The challenge of unifying the rowdy conference that just ousted Kevin McCarthy as House speaker has been one of the biggest challenges for Majority Leader Steve Scalise, who has served in House Republican leadership for nearly a decade.

If elected, he would be the first speaker from the South in over a decade. He would also be the first House speaker from Louisiana in the nation’s history. That could bring more attention to important issues in the Southern Gulf, such as hurricanes and flood protection. For years, Scalise has worked to preserve federal flood insurance, and he’s pushed back against insurance rate hikes, which are set by a program that operates under FEMA.

Port Fourchon is one of the nation’s largest oil and gas seaports and it supplies one-sixth of the nation’s oil supply. A supporter of onshore and offshore drilling, Scalise celebrated the House passage of H.R. 1 earlier this year, a GOP-backed energy bill, arguing it would increase U.S. energy production and lower costs for consumers. The White House threatened to veto the bill because it would help big companies skirt the Clean Air Act, and Senate Majority Leader Chuck Schumer said the bill was dead on arrival.

But in a letter sent earlier this month to his GOP colleagues asking for their vote to nominate him as speaker, Scalise touted the bill’s House passage as an example of his priorities and leadership style.

“I have a proven track record of bringing together the diverse array of viewpoints within our Conference to build consensus where others thought it impossible,” he stated in the letter.

During that time, he spoke as a guest to the European-American Unity and Rights Organization — a white supremacy group founded by former Ku Klux Klan leader David Duke. The incident came back to haunt Scalise in Congress. He eventually apologized for ever speaking to the group, saying he wasn’t aware of its controversial history.

His time with the group, and his adjacent association with Duke, has been dredged up again as he looks to move into the No. 1 role in the House. In one column that has received new attention on X, formerly known as Twitter, Louisiana politics writer Stephanie Grace recalls a young Scalise describing himself as “David Duke without the baggage.”

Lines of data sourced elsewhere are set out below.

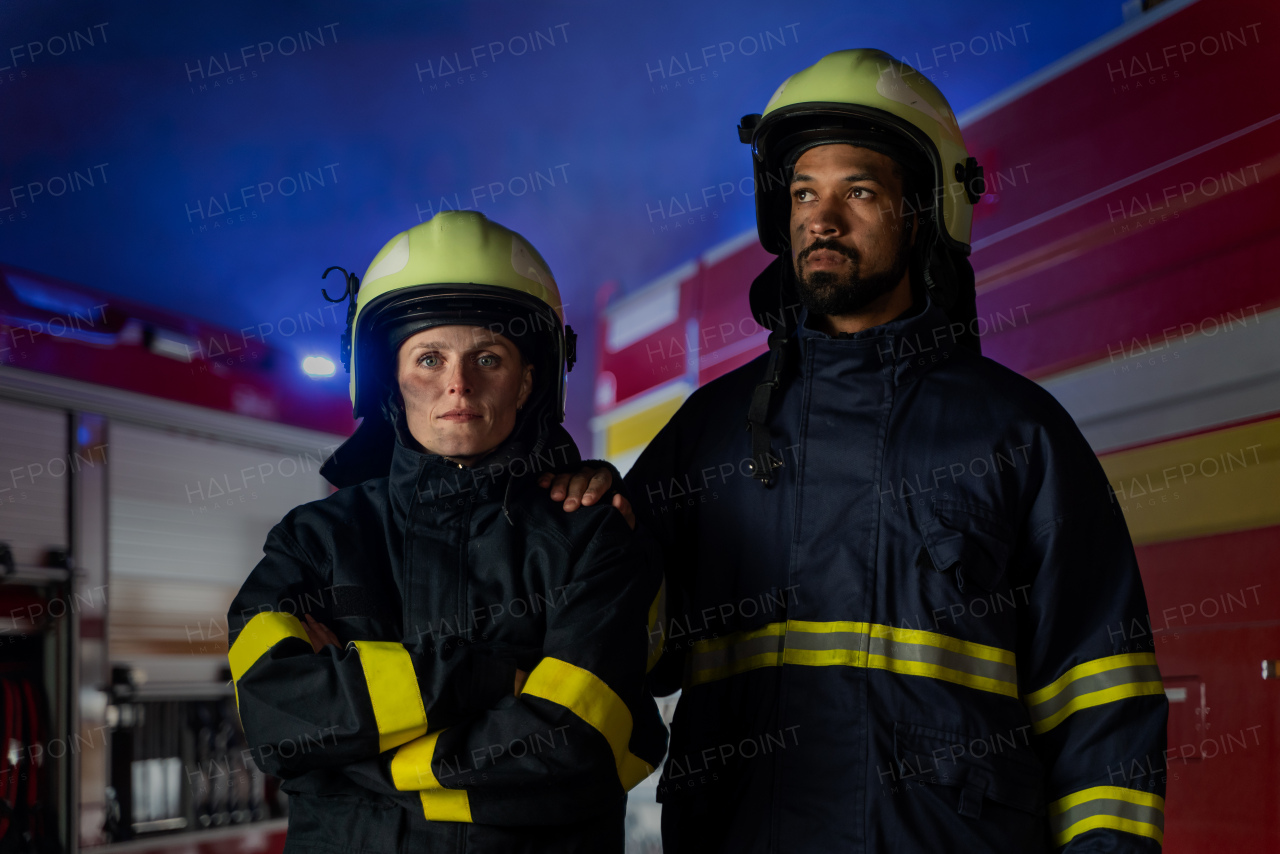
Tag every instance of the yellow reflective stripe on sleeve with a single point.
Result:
(1107, 807)
(588, 697)
(260, 634)
(908, 652)
(446, 805)
(657, 628)
(411, 770)
(393, 692)
(1093, 683)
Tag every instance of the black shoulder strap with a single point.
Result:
(763, 460)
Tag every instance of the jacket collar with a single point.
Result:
(912, 343)
(430, 478)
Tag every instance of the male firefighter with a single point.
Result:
(435, 658)
(897, 631)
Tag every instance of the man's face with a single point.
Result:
(849, 245)
(461, 388)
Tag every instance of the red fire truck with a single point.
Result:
(144, 456)
(1125, 256)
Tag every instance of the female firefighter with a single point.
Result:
(435, 657)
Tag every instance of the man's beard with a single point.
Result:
(844, 293)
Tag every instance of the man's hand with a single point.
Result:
(319, 634)
(585, 488)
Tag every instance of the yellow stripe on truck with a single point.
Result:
(1212, 483)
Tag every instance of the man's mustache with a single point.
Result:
(827, 245)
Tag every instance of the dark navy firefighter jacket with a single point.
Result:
(440, 581)
(915, 639)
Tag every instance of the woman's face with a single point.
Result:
(461, 388)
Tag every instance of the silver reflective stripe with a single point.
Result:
(1132, 675)
(808, 644)
(736, 652)
(949, 658)
(1061, 823)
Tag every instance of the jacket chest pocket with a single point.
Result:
(967, 542)
(999, 767)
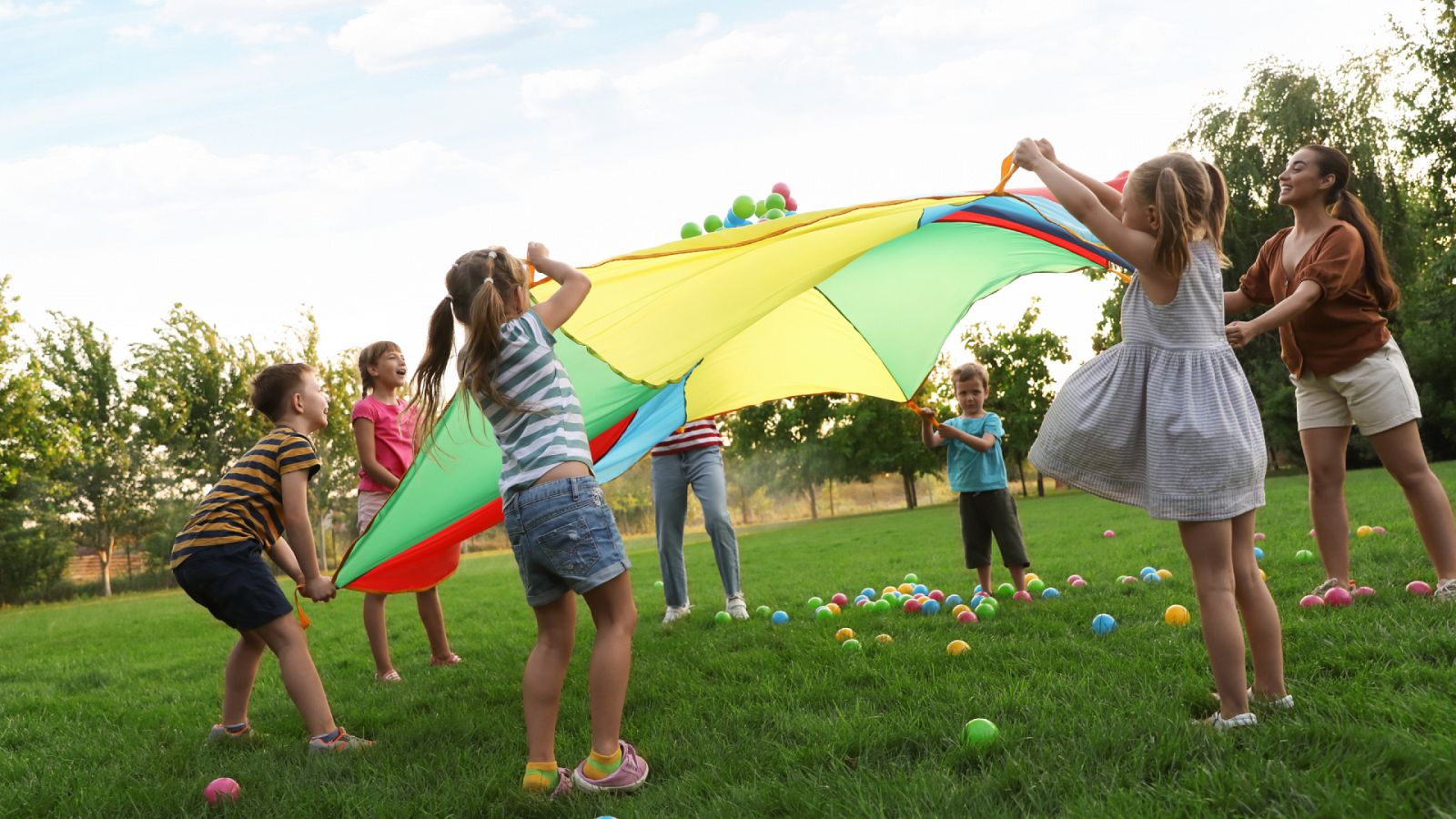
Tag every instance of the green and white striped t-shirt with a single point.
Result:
(548, 428)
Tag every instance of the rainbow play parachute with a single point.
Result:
(855, 299)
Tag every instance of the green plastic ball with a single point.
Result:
(979, 733)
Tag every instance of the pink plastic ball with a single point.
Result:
(222, 789)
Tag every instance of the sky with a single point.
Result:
(251, 159)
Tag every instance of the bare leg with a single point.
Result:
(433, 617)
(1210, 551)
(1259, 612)
(378, 632)
(1400, 450)
(238, 678)
(545, 675)
(286, 639)
(615, 614)
(1325, 458)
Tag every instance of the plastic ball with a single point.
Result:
(979, 734)
(222, 789)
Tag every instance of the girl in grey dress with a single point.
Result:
(1165, 420)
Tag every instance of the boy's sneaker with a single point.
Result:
(737, 608)
(222, 736)
(628, 777)
(1446, 591)
(344, 742)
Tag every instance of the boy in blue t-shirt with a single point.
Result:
(979, 474)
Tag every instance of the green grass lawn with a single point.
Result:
(104, 705)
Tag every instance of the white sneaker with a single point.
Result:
(1446, 591)
(737, 608)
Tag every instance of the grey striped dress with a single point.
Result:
(1164, 420)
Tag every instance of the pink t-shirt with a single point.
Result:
(393, 429)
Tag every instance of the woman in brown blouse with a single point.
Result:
(1329, 280)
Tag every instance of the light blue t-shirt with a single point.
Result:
(973, 471)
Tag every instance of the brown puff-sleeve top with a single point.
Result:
(1344, 325)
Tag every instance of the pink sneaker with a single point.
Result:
(626, 778)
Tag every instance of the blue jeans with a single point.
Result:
(672, 474)
(564, 538)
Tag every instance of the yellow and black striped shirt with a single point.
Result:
(247, 504)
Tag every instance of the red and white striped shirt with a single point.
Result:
(693, 435)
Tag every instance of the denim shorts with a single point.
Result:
(564, 538)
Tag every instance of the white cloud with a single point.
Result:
(542, 89)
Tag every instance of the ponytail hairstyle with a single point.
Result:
(1181, 193)
(1347, 207)
(480, 293)
(369, 358)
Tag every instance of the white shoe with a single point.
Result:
(737, 608)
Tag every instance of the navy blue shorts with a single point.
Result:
(235, 584)
(564, 538)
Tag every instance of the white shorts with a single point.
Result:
(370, 504)
(1375, 394)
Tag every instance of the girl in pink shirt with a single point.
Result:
(382, 433)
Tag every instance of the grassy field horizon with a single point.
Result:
(104, 704)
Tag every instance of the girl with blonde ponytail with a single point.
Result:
(1329, 280)
(561, 530)
(1165, 420)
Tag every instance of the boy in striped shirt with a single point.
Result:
(217, 559)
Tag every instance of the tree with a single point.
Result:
(104, 465)
(1021, 380)
(33, 545)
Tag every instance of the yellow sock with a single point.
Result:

Grace stated that Duke was from Louisiana just like Scalise in an interview about her column. At the time Scalise made that comment in the ’90s, Grace noted that Duke had recently lost in a runoff to be Louisiana’s governor and said Scalise’s comment was likely reflective of his effort to appeal to a conservative voter group that supported Duke.

Grace, who supports Scalise’s bid for speaker, characterizes him as a “conservative guy” who supports a lot of mainstream conservative policy, including opposition to affirmative action and efforts to keep same-sex marriage illegal.

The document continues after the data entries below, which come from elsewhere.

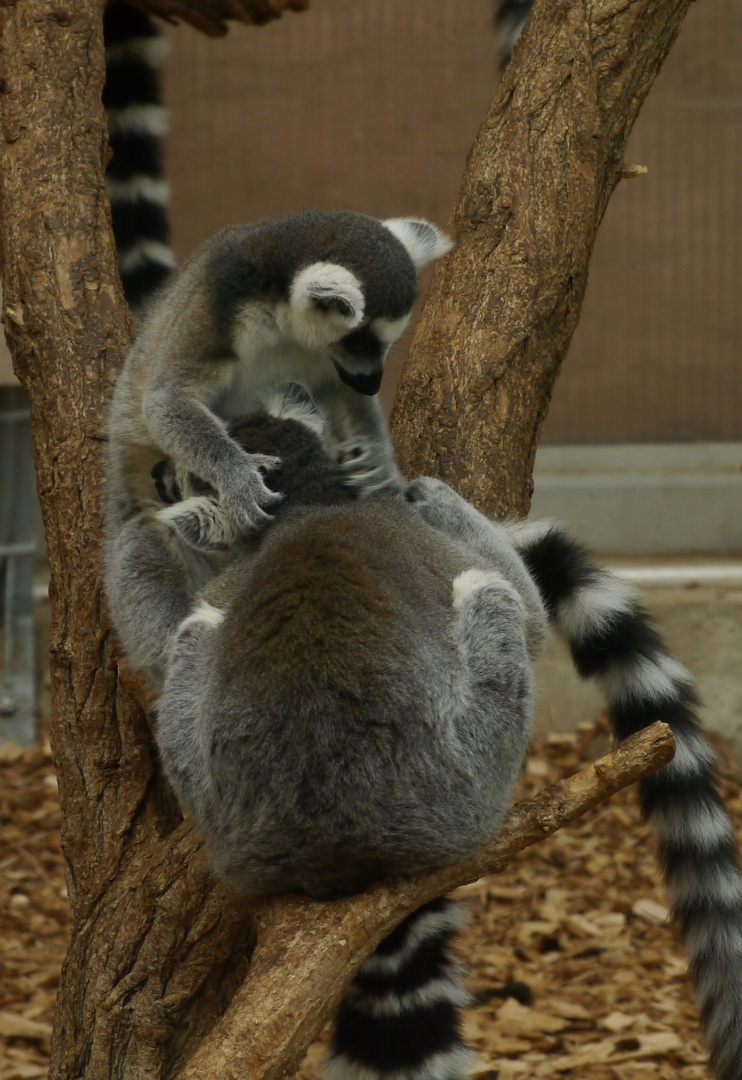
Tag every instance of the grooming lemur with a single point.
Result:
(315, 298)
(351, 697)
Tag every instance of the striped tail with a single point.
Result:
(510, 17)
(611, 639)
(400, 1018)
(137, 123)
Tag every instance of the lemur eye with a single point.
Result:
(362, 342)
(325, 302)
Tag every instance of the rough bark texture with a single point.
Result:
(503, 305)
(159, 948)
(306, 953)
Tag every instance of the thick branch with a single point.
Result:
(308, 953)
(504, 304)
(212, 16)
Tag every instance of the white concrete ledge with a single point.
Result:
(641, 499)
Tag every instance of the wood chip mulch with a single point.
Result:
(572, 969)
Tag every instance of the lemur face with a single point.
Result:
(354, 315)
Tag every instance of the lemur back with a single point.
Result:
(393, 1022)
(361, 686)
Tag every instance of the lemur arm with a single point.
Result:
(185, 428)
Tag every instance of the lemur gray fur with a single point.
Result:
(314, 298)
(351, 699)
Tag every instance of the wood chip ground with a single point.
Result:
(575, 929)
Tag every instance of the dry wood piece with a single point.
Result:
(272, 1018)
(212, 16)
(624, 984)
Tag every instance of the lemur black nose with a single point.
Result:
(363, 382)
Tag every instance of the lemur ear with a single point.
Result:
(332, 288)
(423, 241)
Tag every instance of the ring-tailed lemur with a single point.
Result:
(315, 298)
(401, 1015)
(137, 124)
(349, 699)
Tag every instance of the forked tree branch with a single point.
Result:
(502, 307)
(307, 953)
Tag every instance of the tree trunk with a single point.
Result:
(503, 306)
(158, 947)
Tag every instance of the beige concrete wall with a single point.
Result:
(373, 105)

Scalise’s relationship with Cedric Richmond, a former Democratic Congressman from New Orleans, is often cited as an example of this bipartisanship. Richmond and Scalise served in the Louisiana Legislature and in Congress together and have often been called “the bayou brothers.” A senior advisor for the Democratic National Committee, Richmond declined to comment for this story. But when Scalise was previously criticized for talking to a white supremacy group, Richmond defended Scalise, saying he doesn’t have a “racist bone in his body.”

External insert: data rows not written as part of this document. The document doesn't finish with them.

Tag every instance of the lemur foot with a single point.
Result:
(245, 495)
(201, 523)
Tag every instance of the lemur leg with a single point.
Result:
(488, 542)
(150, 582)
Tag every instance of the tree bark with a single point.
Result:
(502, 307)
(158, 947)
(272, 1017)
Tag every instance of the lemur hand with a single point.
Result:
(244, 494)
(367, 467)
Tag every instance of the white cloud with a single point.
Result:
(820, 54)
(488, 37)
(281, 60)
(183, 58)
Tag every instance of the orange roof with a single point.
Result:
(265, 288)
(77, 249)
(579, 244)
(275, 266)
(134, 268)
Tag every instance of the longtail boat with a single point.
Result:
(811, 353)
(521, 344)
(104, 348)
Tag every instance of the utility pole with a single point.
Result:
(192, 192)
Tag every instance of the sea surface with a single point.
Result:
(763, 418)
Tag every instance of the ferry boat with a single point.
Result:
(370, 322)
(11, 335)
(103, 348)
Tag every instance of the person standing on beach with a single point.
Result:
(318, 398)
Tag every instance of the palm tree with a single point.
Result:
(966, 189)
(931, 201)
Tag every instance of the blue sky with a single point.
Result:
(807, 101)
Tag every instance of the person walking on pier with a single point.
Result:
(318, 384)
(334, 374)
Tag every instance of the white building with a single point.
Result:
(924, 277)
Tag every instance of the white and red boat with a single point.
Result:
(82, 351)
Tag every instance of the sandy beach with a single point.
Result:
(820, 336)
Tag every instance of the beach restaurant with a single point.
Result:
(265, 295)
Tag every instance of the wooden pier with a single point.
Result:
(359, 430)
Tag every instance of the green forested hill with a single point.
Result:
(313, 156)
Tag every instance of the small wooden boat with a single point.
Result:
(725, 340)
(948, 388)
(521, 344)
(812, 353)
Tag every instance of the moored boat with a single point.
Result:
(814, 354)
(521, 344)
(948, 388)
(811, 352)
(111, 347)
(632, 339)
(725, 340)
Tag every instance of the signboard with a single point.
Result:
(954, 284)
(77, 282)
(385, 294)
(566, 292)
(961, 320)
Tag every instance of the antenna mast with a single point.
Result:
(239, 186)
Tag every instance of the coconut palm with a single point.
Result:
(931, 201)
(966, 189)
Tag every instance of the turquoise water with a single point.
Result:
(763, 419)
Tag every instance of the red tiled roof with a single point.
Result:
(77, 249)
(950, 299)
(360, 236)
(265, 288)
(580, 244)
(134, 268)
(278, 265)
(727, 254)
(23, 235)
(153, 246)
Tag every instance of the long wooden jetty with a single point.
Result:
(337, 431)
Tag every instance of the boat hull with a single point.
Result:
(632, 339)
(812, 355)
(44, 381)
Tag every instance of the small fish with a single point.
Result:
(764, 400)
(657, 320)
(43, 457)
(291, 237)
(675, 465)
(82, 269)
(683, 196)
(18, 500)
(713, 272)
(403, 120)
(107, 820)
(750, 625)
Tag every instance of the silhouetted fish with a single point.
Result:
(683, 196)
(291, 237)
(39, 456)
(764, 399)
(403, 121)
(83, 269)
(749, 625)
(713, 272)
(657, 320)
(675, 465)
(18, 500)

But no matter what happens, Scalise is not new to adversity. The congressman was shot at a baseball practice in Alexandria, Va., two years ago. He drew upon that experience in his letter to colleagues asking for their support of his nomination saying, “I firmly believe this Conference is a family. When I was shot in 2017, it was Members of this Conference who saved my life on that field. … When I was in the hospital for nearly 15 weeks, it was the possibility of getting back to work with all of you that kept me motivated to get better.”

In August, he was diagnosed with a form of blood cancer. He stated that the cancer had dropped dramatically thanks to treatment.